Truskawki spod folii w sprzedaży. Na te z plantacji trzeba jeszcze poczekać
Koktajle, ciasta, tarty, gofry, sałatki owocowe - z truskawkami w roli głównej można zrobić sporo pyszności, a do tego cieszyć się upragnionym słońcem, początkiem lata, wakacjami - bo wtedy zazwyczaj się już pojawiają - w połowie czerwca, świeże, z rodzimych plantacji.
Mamy kwiecień, a polskie truskawki już można zobaczyć na bazarach czy u sprzedawców przy drogach. To jednak owoce - tak twierdzą sprzedawcy - pochodzące z okolicznych upraw tunelowych. Są wielkie, wyglądają bardzo apetycznie, a jak smakują? Powiedzmy, na czwórkę z plusem.
Polecany artykuł:
Ile kosztują w kwietniu truskawki? Niektóre ceny szokują!
Ceny wahają się od około 14 do około 17 zł za kilogram, a w niektórych miastach to cena aż 55 zł za kilogram! Nasi Czytelnicy informują, że sprzedawcy reklamują na stoisku „polskie truskawki", nie dodając przy tym, z jakich upraw pochodzą. Cena mocno wyśrubowana, więc trzeba być czujnym, by nie nabrać się i nieświadomie nie kupić zagranicznych owoców, na których ktoś zarabia, sprzedając jako „polskie".

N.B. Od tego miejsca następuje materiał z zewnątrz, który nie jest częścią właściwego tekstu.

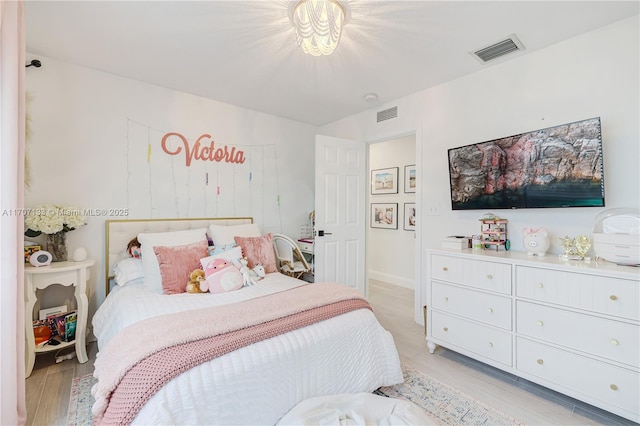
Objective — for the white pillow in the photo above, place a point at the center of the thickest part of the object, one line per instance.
(231, 255)
(152, 276)
(223, 235)
(127, 270)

Importowane z Grecji czy Hiszpanii truskawki można w marketach kupić poza sezonem, w całkiem znośnych cenach, ale - jak twierdzą badacze - są zanieczyszczone pestycydami, do tego nijak smakiem nie przystają do naszych, dojrzałych, soczystych z polskich upraw.

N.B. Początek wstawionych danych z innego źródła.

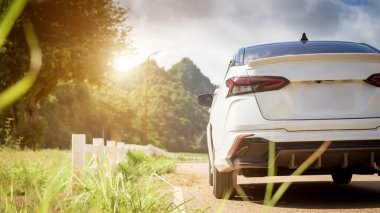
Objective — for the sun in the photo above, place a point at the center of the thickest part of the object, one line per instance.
(122, 64)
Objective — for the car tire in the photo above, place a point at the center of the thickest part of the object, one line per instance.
(224, 184)
(341, 177)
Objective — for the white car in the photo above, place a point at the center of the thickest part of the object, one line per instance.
(298, 95)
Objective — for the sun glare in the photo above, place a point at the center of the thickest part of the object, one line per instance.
(122, 63)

Jak odróżnić polskie truskawki od zagranicznych?
Wystarczy przyjrzeć się truskawkom. Polskie mają swoją charakterystyczną formę i kolor - kształt stożkowy lub sercowaty. Są nie do podrobienia. Natomiast blady kolor pod szypułką może wskazywać na to, że owoc przebył już długą drogę i jest zagraniczny.
Za fałszowanie kraju pochodzenia Inspekcja Handlowa Artykułów Rolno-Spożywczych nakłada kary. Zależą one od skali oszustwa. Mogą wahać się od kilkuset złotych w przypadku ulicznego sprzedawcy, nawet do kilku milionów złotych w przypadku sieci handlowej.